Mexico has declared the Islas Revillagigedo, an archipelago in the northeast Pacific a national marine reserve to protect the extraordinary biodiversity of these volcanic islands and the surrounding seas. Declared a UNESCO World Heritage Site in 2016, this new reserve is the largest in North America (57,000 square miles). It is home to species ranging from humpback, sperm and killer whales, great white and hammerhead sharks, manta rays and four species of sea turtles to species of endemic birds such as parakeets, doves and shearwaters, lizards, snakes and plants.

Often called the ‘Galapagos of North America,’ the Islas Revillagigedo archipelago shares some of the same characteristics as the Ecuadorian chain of islands: a volcanic origin, the meeting of two ocean currents which gives rise to waters rich in nutrients, endemic species, and relative isolation.
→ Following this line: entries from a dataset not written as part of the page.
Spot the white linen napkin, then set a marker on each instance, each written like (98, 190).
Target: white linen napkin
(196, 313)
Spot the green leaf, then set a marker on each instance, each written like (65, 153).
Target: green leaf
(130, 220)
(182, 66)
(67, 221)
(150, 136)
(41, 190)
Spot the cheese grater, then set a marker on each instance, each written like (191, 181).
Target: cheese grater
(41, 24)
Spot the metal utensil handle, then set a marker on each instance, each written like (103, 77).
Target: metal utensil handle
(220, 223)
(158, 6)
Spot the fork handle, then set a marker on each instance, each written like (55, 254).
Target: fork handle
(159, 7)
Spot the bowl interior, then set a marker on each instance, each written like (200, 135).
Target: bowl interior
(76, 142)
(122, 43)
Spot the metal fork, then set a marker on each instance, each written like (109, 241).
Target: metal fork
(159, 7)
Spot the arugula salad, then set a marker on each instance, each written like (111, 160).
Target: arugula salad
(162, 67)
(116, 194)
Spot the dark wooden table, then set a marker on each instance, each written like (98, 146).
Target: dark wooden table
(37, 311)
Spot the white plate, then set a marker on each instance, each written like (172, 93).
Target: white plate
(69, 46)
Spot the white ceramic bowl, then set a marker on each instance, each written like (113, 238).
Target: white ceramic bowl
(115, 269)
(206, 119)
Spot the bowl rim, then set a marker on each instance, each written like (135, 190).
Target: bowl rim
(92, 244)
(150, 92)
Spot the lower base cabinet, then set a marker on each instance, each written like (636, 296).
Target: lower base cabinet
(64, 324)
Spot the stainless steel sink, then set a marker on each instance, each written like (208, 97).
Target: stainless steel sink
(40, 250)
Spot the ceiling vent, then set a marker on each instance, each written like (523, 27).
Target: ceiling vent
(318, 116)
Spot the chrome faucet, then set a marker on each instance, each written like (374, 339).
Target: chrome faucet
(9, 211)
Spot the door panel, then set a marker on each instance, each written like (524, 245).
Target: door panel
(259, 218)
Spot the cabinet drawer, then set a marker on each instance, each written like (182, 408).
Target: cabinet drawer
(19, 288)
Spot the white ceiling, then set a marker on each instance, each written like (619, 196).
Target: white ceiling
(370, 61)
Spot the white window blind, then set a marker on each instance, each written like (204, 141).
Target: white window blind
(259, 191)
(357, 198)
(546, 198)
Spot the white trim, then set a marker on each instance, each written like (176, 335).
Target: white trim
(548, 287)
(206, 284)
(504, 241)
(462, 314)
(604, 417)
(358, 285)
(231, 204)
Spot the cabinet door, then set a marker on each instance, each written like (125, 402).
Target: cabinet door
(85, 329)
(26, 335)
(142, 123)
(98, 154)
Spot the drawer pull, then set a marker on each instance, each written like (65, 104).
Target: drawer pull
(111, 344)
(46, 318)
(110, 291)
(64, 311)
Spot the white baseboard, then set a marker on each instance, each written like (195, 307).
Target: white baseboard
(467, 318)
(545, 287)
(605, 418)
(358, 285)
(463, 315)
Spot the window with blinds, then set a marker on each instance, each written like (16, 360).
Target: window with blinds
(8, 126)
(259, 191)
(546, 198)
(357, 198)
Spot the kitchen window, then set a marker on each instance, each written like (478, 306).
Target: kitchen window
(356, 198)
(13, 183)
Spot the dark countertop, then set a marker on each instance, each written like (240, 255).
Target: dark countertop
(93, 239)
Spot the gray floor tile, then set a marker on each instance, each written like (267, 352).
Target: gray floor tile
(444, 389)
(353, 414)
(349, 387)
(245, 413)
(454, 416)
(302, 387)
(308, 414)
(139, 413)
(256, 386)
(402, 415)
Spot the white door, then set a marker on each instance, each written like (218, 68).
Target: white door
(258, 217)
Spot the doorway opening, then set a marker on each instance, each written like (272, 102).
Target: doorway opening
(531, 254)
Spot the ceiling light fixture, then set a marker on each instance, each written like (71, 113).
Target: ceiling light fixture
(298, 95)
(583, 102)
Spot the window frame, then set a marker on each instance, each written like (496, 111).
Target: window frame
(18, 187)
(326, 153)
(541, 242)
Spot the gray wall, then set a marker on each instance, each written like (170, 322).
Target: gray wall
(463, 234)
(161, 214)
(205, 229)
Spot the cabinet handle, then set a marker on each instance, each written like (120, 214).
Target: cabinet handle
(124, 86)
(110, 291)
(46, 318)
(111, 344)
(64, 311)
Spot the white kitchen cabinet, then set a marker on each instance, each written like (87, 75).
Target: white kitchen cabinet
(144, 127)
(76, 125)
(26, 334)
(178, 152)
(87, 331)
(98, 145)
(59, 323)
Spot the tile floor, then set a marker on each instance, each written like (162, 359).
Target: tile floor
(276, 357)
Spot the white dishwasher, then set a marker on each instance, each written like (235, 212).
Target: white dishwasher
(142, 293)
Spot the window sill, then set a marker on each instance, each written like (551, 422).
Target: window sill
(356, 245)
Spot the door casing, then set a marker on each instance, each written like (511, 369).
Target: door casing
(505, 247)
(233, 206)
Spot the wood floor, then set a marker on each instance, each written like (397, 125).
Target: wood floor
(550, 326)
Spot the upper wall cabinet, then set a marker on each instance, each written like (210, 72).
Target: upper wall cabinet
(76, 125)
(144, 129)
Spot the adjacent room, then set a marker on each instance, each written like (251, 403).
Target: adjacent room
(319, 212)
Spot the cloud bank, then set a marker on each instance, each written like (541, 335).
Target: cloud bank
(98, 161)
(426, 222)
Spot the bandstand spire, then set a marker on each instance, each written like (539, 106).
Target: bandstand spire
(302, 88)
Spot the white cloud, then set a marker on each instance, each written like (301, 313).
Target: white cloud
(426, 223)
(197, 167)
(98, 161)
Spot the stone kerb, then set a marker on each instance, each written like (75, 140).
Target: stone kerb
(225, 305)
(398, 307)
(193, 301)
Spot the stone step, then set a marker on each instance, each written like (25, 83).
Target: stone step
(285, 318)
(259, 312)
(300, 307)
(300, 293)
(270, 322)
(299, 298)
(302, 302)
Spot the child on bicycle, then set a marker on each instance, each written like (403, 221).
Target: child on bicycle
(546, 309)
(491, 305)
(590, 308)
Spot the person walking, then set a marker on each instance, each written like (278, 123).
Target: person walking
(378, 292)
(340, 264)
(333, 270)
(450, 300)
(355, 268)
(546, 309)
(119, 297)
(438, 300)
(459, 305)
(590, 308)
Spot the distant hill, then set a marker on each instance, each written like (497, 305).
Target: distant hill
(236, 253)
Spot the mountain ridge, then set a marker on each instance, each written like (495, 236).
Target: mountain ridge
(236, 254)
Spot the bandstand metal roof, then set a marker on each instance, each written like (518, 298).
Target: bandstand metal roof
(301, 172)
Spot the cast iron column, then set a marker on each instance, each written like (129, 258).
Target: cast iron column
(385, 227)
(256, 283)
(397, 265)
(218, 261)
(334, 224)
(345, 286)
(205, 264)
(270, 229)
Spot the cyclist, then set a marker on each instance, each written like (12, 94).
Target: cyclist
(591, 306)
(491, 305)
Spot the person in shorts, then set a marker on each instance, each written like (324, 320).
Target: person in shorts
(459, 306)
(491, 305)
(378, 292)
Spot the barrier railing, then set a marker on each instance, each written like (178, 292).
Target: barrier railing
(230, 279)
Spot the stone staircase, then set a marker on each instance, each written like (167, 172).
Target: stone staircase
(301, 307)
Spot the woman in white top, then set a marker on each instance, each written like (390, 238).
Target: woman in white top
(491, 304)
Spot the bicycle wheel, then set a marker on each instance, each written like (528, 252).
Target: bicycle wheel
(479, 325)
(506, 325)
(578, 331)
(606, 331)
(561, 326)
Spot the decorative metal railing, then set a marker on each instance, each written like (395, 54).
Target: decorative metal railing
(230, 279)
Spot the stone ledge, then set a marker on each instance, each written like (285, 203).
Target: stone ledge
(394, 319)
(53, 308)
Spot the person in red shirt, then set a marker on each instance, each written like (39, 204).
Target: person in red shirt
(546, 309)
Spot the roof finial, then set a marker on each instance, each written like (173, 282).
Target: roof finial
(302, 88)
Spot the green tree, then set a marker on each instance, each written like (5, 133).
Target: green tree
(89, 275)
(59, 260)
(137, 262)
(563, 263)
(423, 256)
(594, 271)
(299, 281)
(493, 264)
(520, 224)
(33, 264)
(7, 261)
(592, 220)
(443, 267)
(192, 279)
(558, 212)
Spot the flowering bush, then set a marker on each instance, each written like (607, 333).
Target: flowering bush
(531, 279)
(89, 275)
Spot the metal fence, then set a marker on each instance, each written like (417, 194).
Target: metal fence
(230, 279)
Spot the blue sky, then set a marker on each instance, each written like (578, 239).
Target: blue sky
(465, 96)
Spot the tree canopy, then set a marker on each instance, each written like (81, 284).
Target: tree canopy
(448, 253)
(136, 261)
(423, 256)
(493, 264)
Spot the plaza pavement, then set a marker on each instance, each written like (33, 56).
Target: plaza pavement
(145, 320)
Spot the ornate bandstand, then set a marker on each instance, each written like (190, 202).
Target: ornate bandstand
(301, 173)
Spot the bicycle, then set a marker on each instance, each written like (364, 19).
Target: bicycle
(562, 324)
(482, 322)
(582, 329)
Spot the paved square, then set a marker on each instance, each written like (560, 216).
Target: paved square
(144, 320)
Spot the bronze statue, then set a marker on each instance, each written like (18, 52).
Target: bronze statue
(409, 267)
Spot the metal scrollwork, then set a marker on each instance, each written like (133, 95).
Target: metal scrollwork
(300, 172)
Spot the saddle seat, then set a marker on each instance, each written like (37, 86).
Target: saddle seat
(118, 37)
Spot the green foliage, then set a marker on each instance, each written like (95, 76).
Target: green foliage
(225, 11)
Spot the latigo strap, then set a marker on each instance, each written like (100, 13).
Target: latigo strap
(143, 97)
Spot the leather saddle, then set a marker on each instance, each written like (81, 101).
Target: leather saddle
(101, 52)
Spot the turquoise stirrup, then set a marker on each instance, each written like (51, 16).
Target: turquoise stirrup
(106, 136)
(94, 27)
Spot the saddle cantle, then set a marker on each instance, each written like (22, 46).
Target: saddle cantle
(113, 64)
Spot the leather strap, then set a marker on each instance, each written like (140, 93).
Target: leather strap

The Islas Revillagigedo are 250 miles southwest of the Baja California peninsula.

The seas around the islands of San Benedicto, Socorro, Roca Partida and Clarion are a feeding ground for several species of whales, sharks, dolphins, sea lions and migratory birds and a winter breeding ground for humpback whales and almost 400 fish species large and small, including sailfish, marlin and colorful coral reef inhabitants such as angel and butterfly fish.

Fifteen species of endemic bird have been identified on Socorro Island and there are also lizards, snakes and plants found nowhere else on the planet.

Commercial fishing is now prohibited in the Revillagigedo Islands reserve to protect species such as tuna and sierra and give fish populations a chance to grow. The islands are also off limits for mining, forestry and tourist development.